Figure 3. Limb muscle mitochondrial response to sub-acute hindlimb ischemia.

Sub-acute femoral artery occlusion was performed on C57BL/6 and BALB/c mice by placement of a single AC (1AC) on the proximal portion of the femoral artery, immediately proximal to the epigastric arterial branch. Paw tissue oxygen saturation (%SO₂), measured via white light reflectance spectroscopy, was analyzed to determine distal limb O₂ (A). B. Mitochondrial respiration (oxygen consumption rate-JO₂, as a measure of electron transport system flux) was measured in isolated mitochondria using high-resolution respirometry.
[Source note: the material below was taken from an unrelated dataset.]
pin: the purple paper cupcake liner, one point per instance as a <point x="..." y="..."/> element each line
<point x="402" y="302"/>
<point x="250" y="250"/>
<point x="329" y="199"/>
The respiratory states assessed were: 1.) glutamate/malate supported state 2 respiration (GM) 2.) glutamate/malate supported state 3 (ADP) 3.) GM and succinate supported state 3 (SUCC) 4.) succinate supported state 3 (ROT) 5.) ascorbate/TMPD supported state 3 (ASC/TMPD) and 6.) FCCP supported state 3 uncoupled respiration (FCCP). C. Ca²⁺ reuptake was measured in ischemic (L) and control (R) mitochondria isolated from the limb plantar flexors (gastrocnemius, plantaris, and soleus) as a function of mitochondrial integrity and resistance to permeability transition. D. Oxygen consumption was also determined in saponin permeabilized myofiber bundles isolated from the gastrocnemius muscle. Data are representative of the ratio of the ischemic limb (L) to the untreated control limb (R). * P<0.05 vs. C57BL/6. All data are means ± SEM and representative of N≥6/strain/time point.